Sila alzó la cabeza para ver la cumbre, bajo el ala de su sombrero.

—Creo que vamos a estarnos aquí abajo plantados sin poder subir —dijo, con una sonrisa—. Aunque construyésemos un caballo gigantesco de madera, no podríamos hacerlo llegar hasta las puertas.

—Ni tampoco una torre de asalto —añadió Aulo Manlio.

—Bien; tenemos un mes por delante antes de regresar al Este —concluyó Mario—. Vamos a pasarlo acampados aquí, haciendo la vida lo más agradable posible a los hombres. Lucio Cornelio, mira a ver de dónde vas a aprovisionarte de agua, y, después, busca río abajo unas pozas profundas para el baño. Aulo Manlio, organiza grupos de pesca para que vayan hasta el mar, que queda a unas diez millas, según los exploradores.
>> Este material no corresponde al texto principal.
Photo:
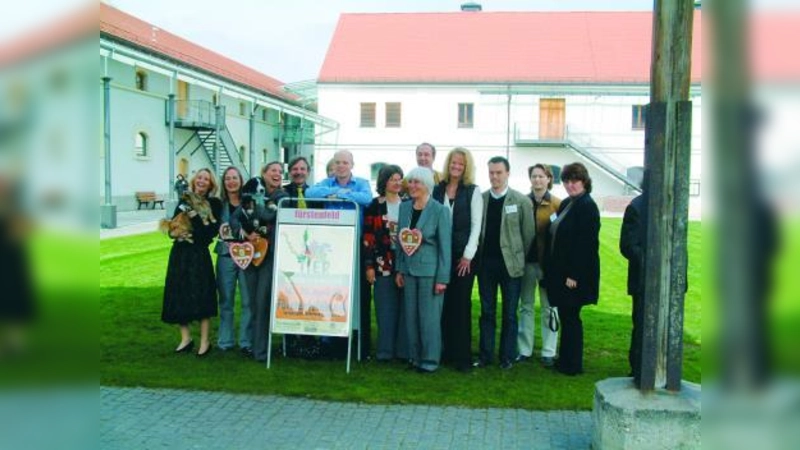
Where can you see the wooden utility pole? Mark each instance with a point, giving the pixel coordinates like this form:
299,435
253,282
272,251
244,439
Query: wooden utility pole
667,158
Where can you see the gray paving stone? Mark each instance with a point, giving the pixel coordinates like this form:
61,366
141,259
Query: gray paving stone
134,418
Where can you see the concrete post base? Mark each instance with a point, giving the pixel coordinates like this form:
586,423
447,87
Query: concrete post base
624,418
108,216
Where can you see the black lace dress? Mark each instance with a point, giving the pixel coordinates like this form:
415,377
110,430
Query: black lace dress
190,289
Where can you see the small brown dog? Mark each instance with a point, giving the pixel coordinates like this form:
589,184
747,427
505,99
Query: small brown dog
180,226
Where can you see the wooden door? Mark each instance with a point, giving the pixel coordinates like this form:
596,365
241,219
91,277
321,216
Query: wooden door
552,118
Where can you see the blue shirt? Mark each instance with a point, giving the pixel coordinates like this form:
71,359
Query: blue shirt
356,189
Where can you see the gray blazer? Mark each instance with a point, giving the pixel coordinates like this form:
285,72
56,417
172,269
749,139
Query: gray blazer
432,258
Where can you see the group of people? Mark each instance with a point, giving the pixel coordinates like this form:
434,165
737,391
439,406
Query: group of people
425,237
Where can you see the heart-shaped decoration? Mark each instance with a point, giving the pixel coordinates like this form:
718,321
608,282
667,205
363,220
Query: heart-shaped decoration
260,245
242,253
225,232
410,240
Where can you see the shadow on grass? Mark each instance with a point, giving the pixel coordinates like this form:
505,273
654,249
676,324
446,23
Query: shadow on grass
136,349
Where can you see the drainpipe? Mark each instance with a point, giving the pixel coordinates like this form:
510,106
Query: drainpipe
252,137
171,111
108,212
508,121
217,128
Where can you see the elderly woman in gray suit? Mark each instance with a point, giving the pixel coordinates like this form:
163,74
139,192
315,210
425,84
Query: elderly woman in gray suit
423,268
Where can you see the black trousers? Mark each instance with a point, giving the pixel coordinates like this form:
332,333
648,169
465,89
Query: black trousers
570,351
457,321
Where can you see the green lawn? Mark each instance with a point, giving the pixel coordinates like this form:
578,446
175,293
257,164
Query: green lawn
136,348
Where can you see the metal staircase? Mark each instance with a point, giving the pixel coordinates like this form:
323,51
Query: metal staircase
201,117
576,147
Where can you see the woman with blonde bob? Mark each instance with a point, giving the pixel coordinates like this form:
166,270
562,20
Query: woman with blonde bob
190,290
457,191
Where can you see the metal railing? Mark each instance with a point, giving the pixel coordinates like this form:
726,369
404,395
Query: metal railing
196,112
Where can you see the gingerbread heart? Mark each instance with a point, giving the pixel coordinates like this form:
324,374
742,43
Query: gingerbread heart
410,240
242,253
225,232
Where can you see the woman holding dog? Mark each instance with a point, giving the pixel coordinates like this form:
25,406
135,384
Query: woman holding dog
190,290
255,219
229,274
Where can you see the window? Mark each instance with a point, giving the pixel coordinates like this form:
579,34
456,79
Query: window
393,115
141,80
368,115
694,188
637,117
465,115
375,169
142,149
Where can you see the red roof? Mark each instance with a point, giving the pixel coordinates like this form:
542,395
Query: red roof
130,29
526,47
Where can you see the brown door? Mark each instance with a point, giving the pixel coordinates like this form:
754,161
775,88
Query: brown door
552,114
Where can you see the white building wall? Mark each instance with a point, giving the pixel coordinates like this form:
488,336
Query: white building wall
601,123
134,111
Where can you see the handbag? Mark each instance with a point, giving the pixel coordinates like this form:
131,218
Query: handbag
553,321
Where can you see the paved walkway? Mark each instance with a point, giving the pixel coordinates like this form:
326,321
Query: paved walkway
134,222
139,418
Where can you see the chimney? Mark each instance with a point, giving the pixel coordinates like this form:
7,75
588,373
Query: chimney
471,7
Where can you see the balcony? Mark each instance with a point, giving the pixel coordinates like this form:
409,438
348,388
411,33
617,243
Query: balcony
195,114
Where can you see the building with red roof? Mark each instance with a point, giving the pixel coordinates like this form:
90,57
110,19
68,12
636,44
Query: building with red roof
225,113
552,87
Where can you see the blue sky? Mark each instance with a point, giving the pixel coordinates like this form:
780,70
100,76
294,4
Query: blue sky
283,39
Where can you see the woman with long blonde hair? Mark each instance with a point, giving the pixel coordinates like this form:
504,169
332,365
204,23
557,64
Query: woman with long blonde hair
190,290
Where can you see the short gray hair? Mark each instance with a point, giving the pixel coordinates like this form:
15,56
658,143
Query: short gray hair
423,174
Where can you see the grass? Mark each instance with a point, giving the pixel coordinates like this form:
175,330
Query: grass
136,348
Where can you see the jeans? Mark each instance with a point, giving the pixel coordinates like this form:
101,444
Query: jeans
492,275
228,275
527,315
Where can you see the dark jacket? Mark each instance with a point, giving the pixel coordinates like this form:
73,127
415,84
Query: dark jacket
263,216
631,243
378,247
575,254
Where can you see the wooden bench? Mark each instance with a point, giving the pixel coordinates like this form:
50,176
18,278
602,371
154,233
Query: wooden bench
147,197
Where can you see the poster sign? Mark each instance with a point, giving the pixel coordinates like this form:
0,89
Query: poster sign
313,277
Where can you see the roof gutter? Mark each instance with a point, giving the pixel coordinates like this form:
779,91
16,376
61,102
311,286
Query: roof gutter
127,55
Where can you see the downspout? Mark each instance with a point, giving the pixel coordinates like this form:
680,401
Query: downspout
107,136
508,120
108,212
171,115
252,138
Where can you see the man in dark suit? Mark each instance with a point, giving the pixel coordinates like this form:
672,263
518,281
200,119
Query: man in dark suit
631,245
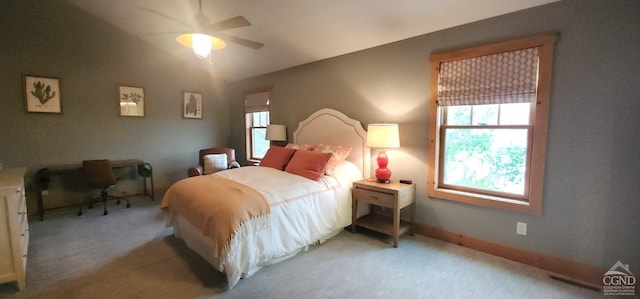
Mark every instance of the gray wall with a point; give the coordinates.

Mañana, tú y yo cabalgaremos a lo largo de la costa para echar un vistazo. No van a correr el riesgo de hacer una incursión fuera de la fortaleza para atacarnos, así que podemos dejar que la tropa se divierta. Quinto Sertorio, encárgate del aprovisionamiento de fruta y verdura.

—Esta campaña ha sido como unas vacaciones —dijo Sila a Mario cuando estuvieron solos en la tienda—. ¿Cuándo voy a tener el bautismo de sangre?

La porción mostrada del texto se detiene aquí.